Asked about the current flap over use, or nonuse, of the word “Islamic” in connection with terrorists, Chomsky predictably took a semantic position far from the shrillness exhibited in public forums. In his unique style, he explained the evolution of the “so-called” Islamic State, dubbing it a “radical offshoot.” “Anders Breivik, who killed 77 in Norway [in a 2011 terror attack], was a radical Christian, but you don’t hear this called ‘Christian terrorism.’ It can be misleading. Yes, these are Islamic terrorists — an extreme version of Islam using an extremist interpretation rejected by Islamic scholars and theologians and the vast majority of Islamics. Using [the label] is a choice you make.”
Chomsky, who says he keeps politics from his classroom, questions the function of higher education in an era of career and technical emphasis. “How do you deal with the university — to encourage and cultivate independence of mind, critical thought, intellectual self-defense, an understanding of institutions — how [students] make decisions based on present information so that an educated person, a person functioning in a democracy, can compensate?” The trend, he suggested, is to erase any notion of a truly informed citizenry. “I think one aspect of the whole neoliberal assault has been the measures that have degraded higher education, and continue to do so, as we’re seeing now in Wisconsin. The corporate, big-business model gains authority and power as it imposes rather natural pressure to turn higher education into something serviceable for the masters of the world.”

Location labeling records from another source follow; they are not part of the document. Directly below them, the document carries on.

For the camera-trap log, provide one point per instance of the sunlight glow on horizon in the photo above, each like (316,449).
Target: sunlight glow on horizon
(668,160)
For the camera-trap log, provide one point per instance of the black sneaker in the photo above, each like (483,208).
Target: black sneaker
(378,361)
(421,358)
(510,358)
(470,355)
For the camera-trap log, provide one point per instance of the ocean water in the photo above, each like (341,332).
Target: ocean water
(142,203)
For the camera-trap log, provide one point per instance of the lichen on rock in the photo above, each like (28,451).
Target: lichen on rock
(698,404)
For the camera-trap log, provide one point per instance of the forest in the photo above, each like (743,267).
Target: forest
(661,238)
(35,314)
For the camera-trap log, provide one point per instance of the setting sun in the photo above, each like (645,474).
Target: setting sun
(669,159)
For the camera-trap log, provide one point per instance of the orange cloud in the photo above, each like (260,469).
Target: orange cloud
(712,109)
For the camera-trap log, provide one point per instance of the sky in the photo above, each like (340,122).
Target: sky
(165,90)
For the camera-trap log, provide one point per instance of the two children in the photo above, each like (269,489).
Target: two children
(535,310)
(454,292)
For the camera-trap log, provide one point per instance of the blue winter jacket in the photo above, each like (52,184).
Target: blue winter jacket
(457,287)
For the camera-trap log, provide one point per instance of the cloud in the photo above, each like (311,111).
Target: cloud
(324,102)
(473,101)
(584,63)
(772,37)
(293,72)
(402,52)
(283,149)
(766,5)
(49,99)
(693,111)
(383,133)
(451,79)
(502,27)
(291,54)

At this far point in his prodigious career, Chomsky doesn’t seem to be slowing down. “There’s a lot of challenges now, lots of demands, also personal ones. I don’t know what to say [about the pace of my work]. I don’t travel as much as I used to. I don’t teach at the same level. I’m on campus. I come in regularly. But I don’t have a full teaching schedule.” Ask him what it will take to get Americans to see beyond the propaganda model, to get past political diversions and commit to the social and environmental problems of the day, and he reframes the query. “It seems to me that the question should be different. Why are we not committed? Think of what’s at stake in the face of environmental catastrophe. Do we care whether or not our grandchildren have a decent chance at survival? Either we care or we don’t. If we’re not committed, we don’t care. And that’s a very strange attitude — not to be committed, not to care.”